The pressure to choose a market executive was precisely one of the most recent episodes in this saga. And the backdrop to this scenario is a context in which the brewery has been facing a decline in consumer interest in its beer.

As a result, Heineken reported a 4.7% drop in revenue in 2025, to €34.2 billion. During this period, beer sales volume fell by 1.2%, while in Europe, its main market, the decline was 3.4%.

In this scenario, some shareholders believed that an outsider could revitalize the company and bring a different perspective to these challenges, which, in addition to the decline in consumption in the category, include issues such as the impacts of inflation and unfavorable weather conditions.

However, there were those who disagreed with this view and advocated for choosing someone from within the company, which would represent a more predictable and well-known path in the group's history.

According to the Financial Times , in this process, two internal candidates emerged as strong contenders to succeed CEO Dolf van den Brink, who left the company in May, ahead of schedule. However, the board decided they were not ready for the role.

According to analysts interviewed by the British newspaper, Oliveira's appointment ends the uncertainties that had been hanging over the company. "We expect Rafael to continue with the current strategy rather than reformulate it," stated Ed Mundy, an analyst at Jefferies.

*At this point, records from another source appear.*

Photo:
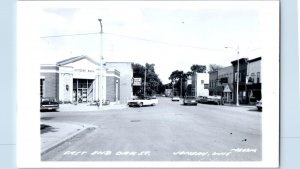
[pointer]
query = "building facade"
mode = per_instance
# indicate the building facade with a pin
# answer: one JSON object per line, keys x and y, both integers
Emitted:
{"x": 225, "y": 83}
{"x": 200, "y": 84}
{"x": 242, "y": 92}
{"x": 126, "y": 77}
{"x": 213, "y": 79}
{"x": 79, "y": 79}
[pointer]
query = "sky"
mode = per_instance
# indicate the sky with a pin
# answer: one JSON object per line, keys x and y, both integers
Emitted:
{"x": 171, "y": 35}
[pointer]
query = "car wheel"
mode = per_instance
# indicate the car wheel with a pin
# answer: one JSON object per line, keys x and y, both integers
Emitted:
{"x": 141, "y": 104}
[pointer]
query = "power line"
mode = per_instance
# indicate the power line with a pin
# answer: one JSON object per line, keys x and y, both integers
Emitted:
{"x": 131, "y": 37}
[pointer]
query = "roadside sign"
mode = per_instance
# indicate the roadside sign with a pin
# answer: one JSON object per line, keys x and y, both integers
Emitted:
{"x": 137, "y": 82}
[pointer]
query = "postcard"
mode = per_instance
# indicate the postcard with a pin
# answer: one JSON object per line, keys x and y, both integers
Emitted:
{"x": 162, "y": 84}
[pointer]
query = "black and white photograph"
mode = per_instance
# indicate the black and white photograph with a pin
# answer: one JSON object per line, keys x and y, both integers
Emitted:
{"x": 161, "y": 83}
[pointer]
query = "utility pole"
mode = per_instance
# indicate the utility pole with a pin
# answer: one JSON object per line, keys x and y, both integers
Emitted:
{"x": 181, "y": 86}
{"x": 238, "y": 78}
{"x": 100, "y": 89}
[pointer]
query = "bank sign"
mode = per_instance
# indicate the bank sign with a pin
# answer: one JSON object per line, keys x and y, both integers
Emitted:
{"x": 137, "y": 81}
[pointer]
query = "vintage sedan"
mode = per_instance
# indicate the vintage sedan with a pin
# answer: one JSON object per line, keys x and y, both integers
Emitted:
{"x": 49, "y": 104}
{"x": 142, "y": 101}
{"x": 190, "y": 100}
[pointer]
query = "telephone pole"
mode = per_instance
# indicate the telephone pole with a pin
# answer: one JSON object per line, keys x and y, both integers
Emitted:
{"x": 145, "y": 80}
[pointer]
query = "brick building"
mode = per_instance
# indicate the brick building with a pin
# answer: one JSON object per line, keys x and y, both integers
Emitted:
{"x": 77, "y": 79}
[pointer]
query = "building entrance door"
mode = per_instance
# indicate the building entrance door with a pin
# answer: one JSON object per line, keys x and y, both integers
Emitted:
{"x": 82, "y": 90}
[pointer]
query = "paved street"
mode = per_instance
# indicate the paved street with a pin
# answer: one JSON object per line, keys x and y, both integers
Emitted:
{"x": 168, "y": 131}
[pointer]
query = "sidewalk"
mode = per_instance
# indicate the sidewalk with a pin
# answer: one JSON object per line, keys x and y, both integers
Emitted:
{"x": 54, "y": 134}
{"x": 88, "y": 107}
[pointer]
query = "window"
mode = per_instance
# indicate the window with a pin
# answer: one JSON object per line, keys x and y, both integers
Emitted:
{"x": 42, "y": 85}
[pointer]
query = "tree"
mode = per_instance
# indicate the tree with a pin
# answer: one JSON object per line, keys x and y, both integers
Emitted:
{"x": 153, "y": 82}
{"x": 214, "y": 67}
{"x": 198, "y": 68}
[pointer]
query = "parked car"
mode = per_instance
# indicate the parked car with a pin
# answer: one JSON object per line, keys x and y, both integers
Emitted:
{"x": 210, "y": 99}
{"x": 142, "y": 101}
{"x": 175, "y": 98}
{"x": 259, "y": 105}
{"x": 49, "y": 104}
{"x": 189, "y": 100}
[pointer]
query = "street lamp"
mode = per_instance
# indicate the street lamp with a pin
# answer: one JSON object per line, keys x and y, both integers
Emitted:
{"x": 145, "y": 80}
{"x": 100, "y": 66}
{"x": 238, "y": 74}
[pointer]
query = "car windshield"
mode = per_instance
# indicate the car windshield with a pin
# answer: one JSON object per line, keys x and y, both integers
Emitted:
{"x": 48, "y": 100}
{"x": 190, "y": 97}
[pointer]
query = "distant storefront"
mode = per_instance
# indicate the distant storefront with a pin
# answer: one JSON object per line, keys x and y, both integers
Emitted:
{"x": 79, "y": 79}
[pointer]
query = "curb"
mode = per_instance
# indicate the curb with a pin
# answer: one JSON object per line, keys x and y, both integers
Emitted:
{"x": 67, "y": 138}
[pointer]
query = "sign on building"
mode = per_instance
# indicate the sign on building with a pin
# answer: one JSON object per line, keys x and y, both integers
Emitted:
{"x": 137, "y": 82}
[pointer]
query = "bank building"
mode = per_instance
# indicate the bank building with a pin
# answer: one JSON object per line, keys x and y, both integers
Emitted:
{"x": 82, "y": 80}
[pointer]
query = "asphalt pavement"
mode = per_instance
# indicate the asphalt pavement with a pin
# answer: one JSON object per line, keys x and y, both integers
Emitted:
{"x": 168, "y": 131}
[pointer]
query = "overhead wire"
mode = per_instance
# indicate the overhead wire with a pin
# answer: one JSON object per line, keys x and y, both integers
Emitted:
{"x": 131, "y": 37}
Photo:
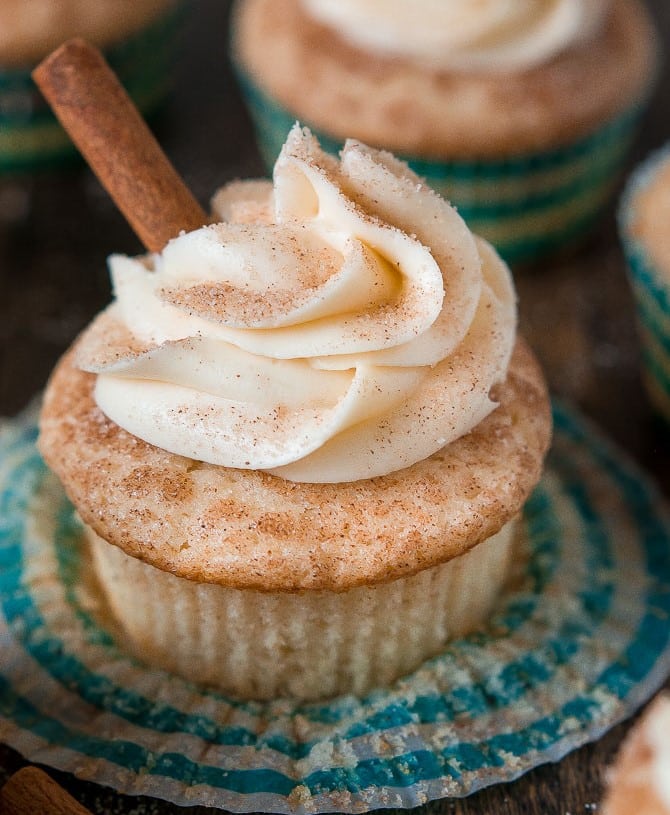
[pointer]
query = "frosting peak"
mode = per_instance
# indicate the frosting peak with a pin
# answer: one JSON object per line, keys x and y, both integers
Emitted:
{"x": 463, "y": 35}
{"x": 339, "y": 323}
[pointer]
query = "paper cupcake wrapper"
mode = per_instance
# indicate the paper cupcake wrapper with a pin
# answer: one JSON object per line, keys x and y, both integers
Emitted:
{"x": 529, "y": 206}
{"x": 579, "y": 640}
{"x": 30, "y": 136}
{"x": 651, "y": 291}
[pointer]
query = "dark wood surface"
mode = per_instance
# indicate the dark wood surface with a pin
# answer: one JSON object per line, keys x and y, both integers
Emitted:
{"x": 57, "y": 230}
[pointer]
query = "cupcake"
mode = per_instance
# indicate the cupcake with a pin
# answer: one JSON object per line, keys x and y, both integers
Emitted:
{"x": 138, "y": 37}
{"x": 299, "y": 437}
{"x": 519, "y": 114}
{"x": 644, "y": 215}
{"x": 639, "y": 782}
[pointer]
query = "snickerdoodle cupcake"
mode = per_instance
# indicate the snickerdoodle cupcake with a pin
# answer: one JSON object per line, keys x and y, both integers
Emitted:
{"x": 519, "y": 114}
{"x": 644, "y": 217}
{"x": 137, "y": 36}
{"x": 299, "y": 437}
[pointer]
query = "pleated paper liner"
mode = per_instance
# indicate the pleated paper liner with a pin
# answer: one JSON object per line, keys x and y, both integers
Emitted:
{"x": 30, "y": 137}
{"x": 580, "y": 639}
{"x": 530, "y": 206}
{"x": 650, "y": 287}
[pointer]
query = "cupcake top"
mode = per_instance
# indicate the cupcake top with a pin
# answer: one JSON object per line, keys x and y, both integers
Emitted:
{"x": 339, "y": 324}
{"x": 600, "y": 67}
{"x": 466, "y": 35}
{"x": 646, "y": 211}
{"x": 29, "y": 29}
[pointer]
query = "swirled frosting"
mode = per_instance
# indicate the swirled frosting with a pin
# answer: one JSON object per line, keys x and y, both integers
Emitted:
{"x": 338, "y": 323}
{"x": 463, "y": 35}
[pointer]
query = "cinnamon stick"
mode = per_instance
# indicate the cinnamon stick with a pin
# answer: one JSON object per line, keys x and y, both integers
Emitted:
{"x": 105, "y": 125}
{"x": 31, "y": 791}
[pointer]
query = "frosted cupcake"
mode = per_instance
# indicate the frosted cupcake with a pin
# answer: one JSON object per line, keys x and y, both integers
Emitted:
{"x": 520, "y": 114}
{"x": 644, "y": 216}
{"x": 299, "y": 437}
{"x": 138, "y": 37}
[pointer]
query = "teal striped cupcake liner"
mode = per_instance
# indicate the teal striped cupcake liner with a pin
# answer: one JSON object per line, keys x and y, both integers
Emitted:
{"x": 651, "y": 291}
{"x": 30, "y": 136}
{"x": 578, "y": 641}
{"x": 529, "y": 206}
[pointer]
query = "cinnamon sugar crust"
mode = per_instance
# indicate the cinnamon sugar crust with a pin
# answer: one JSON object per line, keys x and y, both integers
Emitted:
{"x": 248, "y": 529}
{"x": 406, "y": 108}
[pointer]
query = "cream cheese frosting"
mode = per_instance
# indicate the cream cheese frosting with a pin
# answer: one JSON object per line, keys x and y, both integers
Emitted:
{"x": 463, "y": 35}
{"x": 338, "y": 323}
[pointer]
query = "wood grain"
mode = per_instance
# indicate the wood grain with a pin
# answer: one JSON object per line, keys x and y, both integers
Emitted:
{"x": 31, "y": 791}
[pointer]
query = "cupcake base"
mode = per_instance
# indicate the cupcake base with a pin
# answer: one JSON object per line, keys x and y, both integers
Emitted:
{"x": 307, "y": 645}
{"x": 578, "y": 641}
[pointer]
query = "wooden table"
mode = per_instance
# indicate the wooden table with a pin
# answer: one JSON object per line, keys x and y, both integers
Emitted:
{"x": 56, "y": 231}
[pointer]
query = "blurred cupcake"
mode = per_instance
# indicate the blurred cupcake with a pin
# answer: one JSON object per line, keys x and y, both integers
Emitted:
{"x": 644, "y": 219}
{"x": 639, "y": 782}
{"x": 137, "y": 36}
{"x": 519, "y": 114}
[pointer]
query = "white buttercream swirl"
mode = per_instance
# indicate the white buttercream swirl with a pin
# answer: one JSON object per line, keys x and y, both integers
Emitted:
{"x": 340, "y": 324}
{"x": 463, "y": 35}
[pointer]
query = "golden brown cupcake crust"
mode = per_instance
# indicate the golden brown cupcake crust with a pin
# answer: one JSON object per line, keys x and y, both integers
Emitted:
{"x": 405, "y": 108}
{"x": 248, "y": 529}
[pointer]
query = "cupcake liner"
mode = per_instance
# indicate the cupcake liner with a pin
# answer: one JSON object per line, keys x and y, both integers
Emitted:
{"x": 30, "y": 136}
{"x": 651, "y": 291}
{"x": 529, "y": 205}
{"x": 310, "y": 644}
{"x": 579, "y": 639}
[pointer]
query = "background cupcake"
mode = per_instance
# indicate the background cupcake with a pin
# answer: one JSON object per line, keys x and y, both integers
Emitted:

He highlighted, however, the expectation that the new CEO will bring a more rigorous execution discipline, a new perspective on portfolio choices and return on capital, as well as a more active engagement with the capital markets. He also emphasized that, at JDE Peet's, Oliveira boosted profits and revitalized the group.

As part of a strategy already underway, Heineken plans to cut 7% of its global workforce over the next two years and has been reducing costs through the consolidation of its breweries in Europe, as well as the merger of back-office operations in smaller markets.

Heineken shares were trading 2.48% higher on the Amsterdam Stock Exchange at around 4:40 PM (local time), valuing the company at €40.4 billion. Year-to-date, the shares are up 4.3%.